Immigration and Customs Enforcement is expanding its use of iris recognition technology. The Department of Homeland Security awarded a $25 million no-bid contract to BI2 Technologies for the deployment of hundreds of iris scanning devices at detention facilities and in field enforcement operations, NPR reported. The new contract is more than five times the size of the company’s previous DHS award, issued last fall.
Privacy advocates raised concerns about the agency building a biometric database without adequate external oversight. NPR documented multiple cases in which federal immigration officers collected DNA samples from legal observers and protesters at public demonstrations. ICE said the iris scanners are used to verify identity during enforcement operations. Sheriffs’ departments have used the technology for decades; this expansion moves it to a substantially larger scale.
NASA announced Tuesday that it has committed nearly $1 billion to four commercial companies for the initial phase of its Moon Base program. Astrolab received $219 million and Lunar Outpost received $220 million for lunar terrain vehicles under the Lunar Terrain Vehicle Services program, Spaceflight Now reported. Blue Origin received $188 million to use its Blue Moon Mark 1 Endurance lander to deliver NASA payloads to the Shackleton Connecting Ridge near the lunar south pole. Firefly Aerospace received $75 million to deploy the first drones to the lunar surface.

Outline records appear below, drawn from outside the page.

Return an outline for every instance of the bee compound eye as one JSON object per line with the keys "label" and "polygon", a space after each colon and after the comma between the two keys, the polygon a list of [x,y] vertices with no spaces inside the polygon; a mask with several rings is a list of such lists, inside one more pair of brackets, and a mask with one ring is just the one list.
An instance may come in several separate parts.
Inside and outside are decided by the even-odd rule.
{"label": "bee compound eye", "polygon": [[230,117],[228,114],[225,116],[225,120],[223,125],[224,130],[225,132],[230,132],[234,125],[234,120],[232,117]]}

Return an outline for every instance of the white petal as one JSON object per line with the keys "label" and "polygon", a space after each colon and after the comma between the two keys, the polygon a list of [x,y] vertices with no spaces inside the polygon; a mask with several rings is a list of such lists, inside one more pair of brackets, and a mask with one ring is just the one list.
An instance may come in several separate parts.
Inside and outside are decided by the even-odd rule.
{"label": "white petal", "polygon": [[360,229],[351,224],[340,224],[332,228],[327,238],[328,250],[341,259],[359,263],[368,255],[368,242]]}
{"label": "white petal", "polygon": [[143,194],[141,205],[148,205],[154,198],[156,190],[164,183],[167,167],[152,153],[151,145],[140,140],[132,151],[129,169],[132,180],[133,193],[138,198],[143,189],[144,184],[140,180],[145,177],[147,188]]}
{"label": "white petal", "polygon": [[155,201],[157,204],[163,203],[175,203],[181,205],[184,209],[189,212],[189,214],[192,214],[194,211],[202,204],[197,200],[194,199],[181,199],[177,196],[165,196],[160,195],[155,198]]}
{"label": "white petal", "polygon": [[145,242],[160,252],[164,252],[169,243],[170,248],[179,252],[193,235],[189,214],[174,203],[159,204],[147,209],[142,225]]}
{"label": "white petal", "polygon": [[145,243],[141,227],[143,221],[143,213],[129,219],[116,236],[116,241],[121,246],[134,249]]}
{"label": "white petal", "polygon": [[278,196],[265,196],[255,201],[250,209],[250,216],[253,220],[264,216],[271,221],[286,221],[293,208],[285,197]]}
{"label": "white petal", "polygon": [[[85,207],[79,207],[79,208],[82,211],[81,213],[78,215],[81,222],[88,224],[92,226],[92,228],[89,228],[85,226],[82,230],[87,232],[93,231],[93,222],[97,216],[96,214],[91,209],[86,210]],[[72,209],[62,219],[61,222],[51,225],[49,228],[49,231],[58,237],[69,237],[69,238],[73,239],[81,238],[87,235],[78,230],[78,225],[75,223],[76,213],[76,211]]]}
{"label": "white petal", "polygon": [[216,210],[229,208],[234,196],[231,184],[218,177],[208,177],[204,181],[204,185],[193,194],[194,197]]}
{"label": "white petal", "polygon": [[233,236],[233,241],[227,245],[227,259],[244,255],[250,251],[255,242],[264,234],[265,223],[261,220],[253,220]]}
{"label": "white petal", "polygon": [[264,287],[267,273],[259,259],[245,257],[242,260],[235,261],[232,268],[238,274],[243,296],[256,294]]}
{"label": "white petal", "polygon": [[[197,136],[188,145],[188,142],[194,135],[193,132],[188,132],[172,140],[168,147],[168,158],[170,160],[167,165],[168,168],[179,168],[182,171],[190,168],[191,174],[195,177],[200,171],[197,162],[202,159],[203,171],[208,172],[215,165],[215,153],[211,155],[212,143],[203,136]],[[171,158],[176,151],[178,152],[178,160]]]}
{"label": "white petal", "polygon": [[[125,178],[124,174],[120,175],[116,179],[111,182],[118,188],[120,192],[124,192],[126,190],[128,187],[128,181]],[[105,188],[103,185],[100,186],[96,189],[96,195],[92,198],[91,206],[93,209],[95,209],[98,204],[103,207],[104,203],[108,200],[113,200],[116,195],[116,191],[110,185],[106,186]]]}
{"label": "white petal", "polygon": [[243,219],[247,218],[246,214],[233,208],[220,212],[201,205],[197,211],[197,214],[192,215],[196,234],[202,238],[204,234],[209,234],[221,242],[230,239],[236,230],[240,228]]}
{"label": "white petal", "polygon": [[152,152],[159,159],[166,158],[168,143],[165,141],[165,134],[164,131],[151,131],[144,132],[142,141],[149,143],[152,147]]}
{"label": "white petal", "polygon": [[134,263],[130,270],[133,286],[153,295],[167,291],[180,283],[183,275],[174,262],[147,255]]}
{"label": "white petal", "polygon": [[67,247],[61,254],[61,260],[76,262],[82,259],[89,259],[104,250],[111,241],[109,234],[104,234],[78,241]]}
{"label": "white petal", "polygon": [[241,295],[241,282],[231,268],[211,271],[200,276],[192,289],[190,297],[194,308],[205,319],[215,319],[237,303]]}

The first mission, Moon Base I, is targeted for launch no earlier than fall 2026. A second mission planned for later this year will transport more than 1,100 pounds of cargo to the surface, including a rover. NASA said it plans to announce more than a dozen Moon Base missions this year. The last time humans stood on the lunar surface was December 1972. These contracts are the first to commit real money to specific hardware for a sustained human presence there.
And one more thing worth reading.
Warren Holt takes on Marcus Aurelius in “Marcus Aurelius Quotes”, publishing Thursday in the Ideas section. Aurelius’s Meditations was a private journal, written by a man managing the Roman Empire through plague, two decades of war, and a treacherous co-emperor. Warren’s interest is in what happened when those private entries became wellness-brand copy: the gap between what the emperor wrote in that specific context and what we have decided the lines mean now. “Waste no more time arguing about what a good man should be. Be one,” Aurelius wrote in the Meditations. Warren wants to know whether we’ve been doing the arguing.
It is Wednesday. Israel struck more than 100 positions in Lebanon overnight as a ceasefire signed six weeks ago frays toward its fourth round of peace talks. Ken Paxton defeated a four-term Texas senator in his own party’s primary. Eleven workers are presumed dead at a paper mill in Longview, Washington. A Google engineer was charged with using internal company data to profit on a prediction market. Federal immigration authorities are expanding a national database of iris scans. And NASA committed nearly a billion dollars to put hardware on the moon. That’s the day.